International Criminal Court (ICC) judges found last week there are substantial grounds to believe prosecutors’ claims that a bloodthirsty ritual saw the leaders of Kenya’s Kalenjin tribe create a criminal network and swear to kill as many rival Kikuyu tribe members as possible. They also believe the country’s Deputy Prime Minister planned the Kikuyu’s revenge attacks.
By Franck Petit and Richard Walker, The Hague
With the ICC accusing four leading figures of ordering murderous “networks” into action, Kenya’s political landscape is being re-drawn. Two of the country’s leaders – finance minister Uhuru Kenyatta and civil service head Francis Muthaura – resigned government posts three days after the ICC indicted them (January 23) for crimes against humanity committed in the violent aftermath of the 27 December 2007 presidential elections. More than 1,000 people died.
Mungiki gang
ICC judges suspect Deputy PM Kenyatta (also a presidential candidate and political leader of the African nation’s largest tribe, the Kikuyu) of mobilising the Mungiki - a Kikuyu criminal gang. Under his direction, they say, the gang carried out revenge attacks on the Kalenjin and Luo tribes, which were violently protesting the Orange Democratic Movement (ODM)’s lost election.

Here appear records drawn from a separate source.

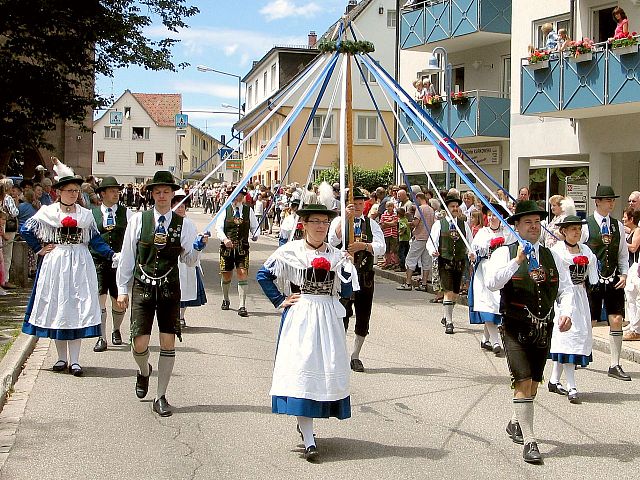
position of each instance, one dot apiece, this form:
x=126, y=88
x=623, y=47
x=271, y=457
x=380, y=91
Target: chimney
x=313, y=39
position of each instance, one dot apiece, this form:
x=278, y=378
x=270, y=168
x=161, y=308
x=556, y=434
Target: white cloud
x=279, y=9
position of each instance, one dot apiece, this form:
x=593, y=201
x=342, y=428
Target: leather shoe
x=101, y=345
x=515, y=432
x=142, y=384
x=557, y=388
x=116, y=338
x=531, y=454
x=617, y=372
x=162, y=407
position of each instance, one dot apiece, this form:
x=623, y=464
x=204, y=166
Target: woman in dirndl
x=573, y=347
x=64, y=302
x=311, y=371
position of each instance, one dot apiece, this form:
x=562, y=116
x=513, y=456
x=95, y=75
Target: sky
x=228, y=36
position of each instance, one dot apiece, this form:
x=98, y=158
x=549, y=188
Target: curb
x=12, y=363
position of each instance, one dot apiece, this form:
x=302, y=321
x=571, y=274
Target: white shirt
x=127, y=261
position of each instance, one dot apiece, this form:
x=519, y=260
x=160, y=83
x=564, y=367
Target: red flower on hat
x=69, y=222
x=321, y=263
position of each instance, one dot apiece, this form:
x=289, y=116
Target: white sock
x=357, y=346
x=306, y=427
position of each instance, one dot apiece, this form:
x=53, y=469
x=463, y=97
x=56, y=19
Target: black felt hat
x=527, y=207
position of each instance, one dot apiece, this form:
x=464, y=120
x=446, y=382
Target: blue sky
x=227, y=36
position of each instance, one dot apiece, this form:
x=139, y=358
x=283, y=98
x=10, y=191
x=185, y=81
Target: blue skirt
x=201, y=296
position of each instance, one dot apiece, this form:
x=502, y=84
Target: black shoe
x=142, y=384
x=531, y=454
x=162, y=407
x=101, y=345
x=515, y=432
x=617, y=372
x=116, y=338
x=557, y=388
x=356, y=365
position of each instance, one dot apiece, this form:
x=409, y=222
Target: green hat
x=163, y=177
x=605, y=191
x=108, y=182
x=316, y=208
x=527, y=207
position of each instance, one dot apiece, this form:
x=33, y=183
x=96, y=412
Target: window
x=140, y=133
x=367, y=128
x=112, y=132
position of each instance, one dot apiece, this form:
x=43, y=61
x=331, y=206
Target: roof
x=161, y=107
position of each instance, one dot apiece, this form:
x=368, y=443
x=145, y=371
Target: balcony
x=483, y=117
x=455, y=24
x=607, y=84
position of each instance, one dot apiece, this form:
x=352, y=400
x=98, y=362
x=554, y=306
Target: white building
x=137, y=136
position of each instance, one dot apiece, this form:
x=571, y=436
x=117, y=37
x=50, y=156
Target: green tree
x=52, y=50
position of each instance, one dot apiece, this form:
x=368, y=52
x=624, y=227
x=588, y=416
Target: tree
x=51, y=51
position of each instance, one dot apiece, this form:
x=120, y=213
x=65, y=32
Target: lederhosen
x=156, y=284
x=113, y=236
x=453, y=254
x=236, y=230
x=606, y=250
x=362, y=300
x=527, y=309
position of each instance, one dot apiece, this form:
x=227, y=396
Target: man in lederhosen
x=153, y=242
x=604, y=235
x=111, y=218
x=233, y=228
x=451, y=251
x=368, y=242
x=530, y=283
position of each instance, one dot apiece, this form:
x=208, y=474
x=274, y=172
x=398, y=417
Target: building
x=282, y=66
x=137, y=136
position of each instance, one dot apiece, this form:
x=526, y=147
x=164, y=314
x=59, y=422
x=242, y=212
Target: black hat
x=605, y=191
x=527, y=207
x=316, y=208
x=108, y=182
x=571, y=220
x=163, y=177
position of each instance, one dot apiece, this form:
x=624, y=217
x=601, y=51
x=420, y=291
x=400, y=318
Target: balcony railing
x=436, y=20
x=584, y=87
x=483, y=115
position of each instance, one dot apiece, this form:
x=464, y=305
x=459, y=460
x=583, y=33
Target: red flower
x=321, y=263
x=69, y=222
x=581, y=260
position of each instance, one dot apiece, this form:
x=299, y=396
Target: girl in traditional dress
x=484, y=305
x=64, y=302
x=573, y=347
x=311, y=371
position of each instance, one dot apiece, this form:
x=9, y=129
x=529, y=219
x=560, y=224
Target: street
x=428, y=405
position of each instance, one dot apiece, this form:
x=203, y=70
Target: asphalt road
x=429, y=405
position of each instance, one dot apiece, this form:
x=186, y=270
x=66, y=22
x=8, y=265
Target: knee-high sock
x=570, y=375
x=74, y=350
x=61, y=347
x=524, y=410
x=615, y=345
x=306, y=427
x=165, y=368
x=357, y=346
x=225, y=289
x=556, y=372
x=242, y=291
x=142, y=359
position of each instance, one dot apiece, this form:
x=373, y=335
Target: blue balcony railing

The ICC chamber believes both Kenyatta and Muthaura could have given the orders to Mungiki leaders to attack civilians in two towns in the Rift Valley: Nakuru and Naivasha. Kenyatta is believed to have organised the meetings with the Mungiki and to have paid for the operation, while Muthaura is thought to have provided safe passage for the attacks as chairman of the National Security Committee.
These accusations have been aired for the past four years, but the chamber’s recent decision gives them a new credibility. “What has been claimed publicly in Kenya is that there is no legal basis for the charges,” George Kegoro, International Commission of Jurists (Kenya section) told IJT. “What ...[these decisions do] is create a balance to that claim, because...they show serious crimes happened in Kenya and there is reason to believe there is a case to answer.”

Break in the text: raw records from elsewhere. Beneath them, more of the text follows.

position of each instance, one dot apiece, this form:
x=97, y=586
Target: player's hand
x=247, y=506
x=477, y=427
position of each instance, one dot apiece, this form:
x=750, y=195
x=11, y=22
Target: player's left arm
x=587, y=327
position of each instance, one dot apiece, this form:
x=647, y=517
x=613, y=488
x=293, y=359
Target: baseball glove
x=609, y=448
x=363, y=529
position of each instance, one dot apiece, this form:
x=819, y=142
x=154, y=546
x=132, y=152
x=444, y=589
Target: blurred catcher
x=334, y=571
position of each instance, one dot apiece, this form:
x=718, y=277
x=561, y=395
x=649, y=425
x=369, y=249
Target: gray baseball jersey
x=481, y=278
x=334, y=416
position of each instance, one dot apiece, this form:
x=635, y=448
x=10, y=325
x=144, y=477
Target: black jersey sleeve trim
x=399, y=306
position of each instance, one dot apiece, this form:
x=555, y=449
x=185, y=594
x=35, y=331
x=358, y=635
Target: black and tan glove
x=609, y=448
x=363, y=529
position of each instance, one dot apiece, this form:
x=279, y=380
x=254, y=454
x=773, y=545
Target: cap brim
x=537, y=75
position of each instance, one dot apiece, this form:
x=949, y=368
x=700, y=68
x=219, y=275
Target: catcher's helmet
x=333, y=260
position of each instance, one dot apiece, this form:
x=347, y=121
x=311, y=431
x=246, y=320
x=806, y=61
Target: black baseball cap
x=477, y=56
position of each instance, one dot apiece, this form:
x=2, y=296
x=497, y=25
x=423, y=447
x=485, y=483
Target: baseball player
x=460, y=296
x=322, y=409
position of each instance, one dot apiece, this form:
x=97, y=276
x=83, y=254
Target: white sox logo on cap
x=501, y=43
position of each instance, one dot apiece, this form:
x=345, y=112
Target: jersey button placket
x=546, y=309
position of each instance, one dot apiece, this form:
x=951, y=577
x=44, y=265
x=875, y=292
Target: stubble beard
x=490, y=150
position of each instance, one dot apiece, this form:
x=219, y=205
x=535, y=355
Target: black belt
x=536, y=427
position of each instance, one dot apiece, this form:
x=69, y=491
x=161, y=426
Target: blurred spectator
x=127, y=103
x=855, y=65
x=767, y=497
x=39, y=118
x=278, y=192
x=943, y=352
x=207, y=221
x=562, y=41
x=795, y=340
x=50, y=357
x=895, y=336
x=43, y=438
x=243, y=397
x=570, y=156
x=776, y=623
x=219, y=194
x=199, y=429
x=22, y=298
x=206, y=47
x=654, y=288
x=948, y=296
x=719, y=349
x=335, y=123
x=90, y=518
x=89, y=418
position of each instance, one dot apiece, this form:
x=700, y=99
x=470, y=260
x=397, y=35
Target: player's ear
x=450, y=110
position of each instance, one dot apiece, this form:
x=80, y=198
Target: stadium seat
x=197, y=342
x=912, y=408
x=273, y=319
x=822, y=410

On the other side of the fence, the ICC confirmed charges against William Ruto, another presidential aspirant and radio host Joshua Sang. Judges suspect them of establishing a “network for the sole purpose of committing criminal activities […] in connection with the 2007 presidential elections.” Most of the evidence against Ruto and Sang relies on a handful of witnesses who describe eight “planning meetings” held by Ruto months before the crimes took place.

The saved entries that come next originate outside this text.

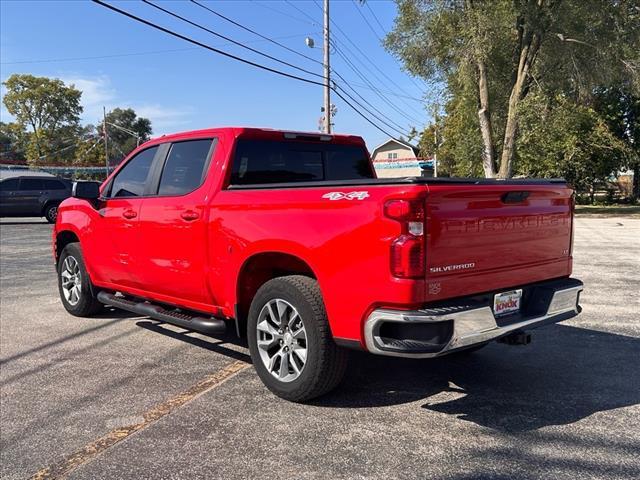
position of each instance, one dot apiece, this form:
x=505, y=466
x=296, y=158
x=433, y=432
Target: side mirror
x=86, y=190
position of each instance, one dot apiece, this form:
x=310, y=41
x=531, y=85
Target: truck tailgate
x=495, y=236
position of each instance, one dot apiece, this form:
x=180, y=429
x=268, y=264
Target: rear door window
x=9, y=185
x=186, y=167
x=272, y=161
x=132, y=178
x=31, y=184
x=53, y=185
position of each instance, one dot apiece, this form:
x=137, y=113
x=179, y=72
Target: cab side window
x=9, y=185
x=53, y=185
x=31, y=184
x=186, y=167
x=132, y=178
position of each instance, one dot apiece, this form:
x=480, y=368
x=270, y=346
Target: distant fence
x=60, y=171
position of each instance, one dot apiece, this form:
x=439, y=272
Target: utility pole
x=327, y=79
x=104, y=132
x=435, y=140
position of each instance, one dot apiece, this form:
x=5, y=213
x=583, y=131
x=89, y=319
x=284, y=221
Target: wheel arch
x=64, y=238
x=256, y=271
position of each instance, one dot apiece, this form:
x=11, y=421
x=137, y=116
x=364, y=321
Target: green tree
x=89, y=148
x=49, y=110
x=562, y=139
x=505, y=48
x=620, y=109
x=125, y=129
x=13, y=142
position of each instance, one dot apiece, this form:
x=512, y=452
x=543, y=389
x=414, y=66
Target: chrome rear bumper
x=462, y=326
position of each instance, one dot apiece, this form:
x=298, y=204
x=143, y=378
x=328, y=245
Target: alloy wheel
x=71, y=280
x=282, y=340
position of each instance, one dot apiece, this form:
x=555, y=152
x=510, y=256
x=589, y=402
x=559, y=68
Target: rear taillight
x=408, y=249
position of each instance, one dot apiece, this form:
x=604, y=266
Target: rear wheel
x=76, y=290
x=51, y=213
x=290, y=342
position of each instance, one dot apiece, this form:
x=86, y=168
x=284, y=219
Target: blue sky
x=183, y=87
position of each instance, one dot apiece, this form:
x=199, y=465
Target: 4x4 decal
x=346, y=196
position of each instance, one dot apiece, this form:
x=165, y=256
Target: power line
x=381, y=119
x=230, y=20
x=203, y=45
x=268, y=7
x=373, y=30
x=368, y=82
x=366, y=58
x=197, y=25
x=313, y=21
x=375, y=17
x=235, y=57
x=255, y=33
x=132, y=54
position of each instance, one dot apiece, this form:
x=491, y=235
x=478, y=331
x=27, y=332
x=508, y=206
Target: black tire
x=325, y=363
x=51, y=213
x=86, y=303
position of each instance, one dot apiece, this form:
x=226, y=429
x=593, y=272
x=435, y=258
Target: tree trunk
x=485, y=122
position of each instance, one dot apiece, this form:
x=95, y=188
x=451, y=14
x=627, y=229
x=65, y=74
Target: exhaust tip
x=516, y=338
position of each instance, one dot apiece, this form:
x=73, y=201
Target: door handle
x=190, y=215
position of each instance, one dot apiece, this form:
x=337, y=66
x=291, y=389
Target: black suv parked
x=31, y=196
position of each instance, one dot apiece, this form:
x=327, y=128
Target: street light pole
x=327, y=79
x=106, y=149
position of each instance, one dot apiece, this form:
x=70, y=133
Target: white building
x=396, y=158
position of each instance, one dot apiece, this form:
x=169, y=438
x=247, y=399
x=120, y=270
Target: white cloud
x=96, y=93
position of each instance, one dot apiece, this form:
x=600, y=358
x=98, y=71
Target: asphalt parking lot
x=119, y=396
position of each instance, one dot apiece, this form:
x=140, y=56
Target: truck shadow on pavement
x=566, y=374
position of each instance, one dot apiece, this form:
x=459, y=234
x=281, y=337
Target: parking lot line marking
x=87, y=453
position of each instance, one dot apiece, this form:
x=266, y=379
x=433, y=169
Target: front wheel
x=74, y=285
x=290, y=342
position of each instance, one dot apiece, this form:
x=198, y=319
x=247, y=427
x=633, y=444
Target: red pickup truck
x=291, y=237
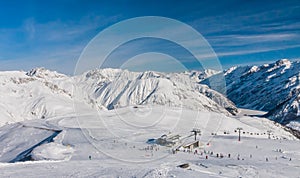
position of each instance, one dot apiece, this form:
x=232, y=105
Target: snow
x=273, y=88
x=111, y=158
x=101, y=122
x=52, y=151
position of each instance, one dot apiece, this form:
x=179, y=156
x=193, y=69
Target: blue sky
x=52, y=34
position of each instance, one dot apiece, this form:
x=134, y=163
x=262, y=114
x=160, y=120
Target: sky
x=53, y=34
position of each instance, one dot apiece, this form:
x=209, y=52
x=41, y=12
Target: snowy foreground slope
x=103, y=123
x=41, y=93
x=271, y=87
x=116, y=141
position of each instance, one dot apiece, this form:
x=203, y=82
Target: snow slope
x=41, y=93
x=271, y=87
x=122, y=151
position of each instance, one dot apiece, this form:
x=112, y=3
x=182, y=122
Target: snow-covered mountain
x=270, y=87
x=41, y=93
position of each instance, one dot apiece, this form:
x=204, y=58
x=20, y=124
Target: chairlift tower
x=239, y=129
x=196, y=131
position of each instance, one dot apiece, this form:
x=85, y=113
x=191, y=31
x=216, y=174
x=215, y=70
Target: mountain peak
x=282, y=62
x=41, y=72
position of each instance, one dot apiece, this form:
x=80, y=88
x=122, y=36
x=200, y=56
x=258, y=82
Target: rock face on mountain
x=113, y=88
x=41, y=93
x=270, y=87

The first meeting that was accepted by the court was an “oath ceremony” in a milk plant on 15 April 2007. According to a witness, Ruto and other representatives of the Kalenjin community were “sprinkled with dogs’ blood, slaughtered under the supervision of a traditional elder.” That night, Ruto and Sang allegedly took an oath “to kill the Kikuyu mercilessly.”
Police impunity?
Consequently, reads the chamber’s decision, “from 30 December 2007 to 16 January 2008, large gangs of Kalenjin individuals armed with machetes, pangas, bows, arrows, petrol cans and firearms, carried out an attack” against the Kikuyu, the Kamba and the Kisii tribes, all of which were believed to support President Mwai Kibaki’s winning party, the PNU.
ICC judges chose not to confirm charges against two other members of the so-called “Ocampo 6”: former police chief Gen Hussein Ali and Tinderet MP Henry Kosgey.
But justice watchdogs are not happy with the level of evidence gathered by the prosecutor. “There wasn’t evidence of the role of the police..., and I would say that that decision removes the link between what the ICC is doing and what were rampant police abuses in the post-election violence,” Elizabeth Evenson, legal counsel for Human Rights Watch, told IJT. She says the number of people killed through police inaction was 405, out of a total of 1,100.
Evenson points out that the original allegations had to do with excessive police force. “Those didn’t even make it past the level needed for the summons against Mr. Ali,” says Evenson, disappointed that even the lesser charge of police inaction couldn’t be substantiated. Yet there is no cause for panic in the Kenyatta camp. The “threshold is really, really low,” says Kegoro, to get charges confirmed at the ICC.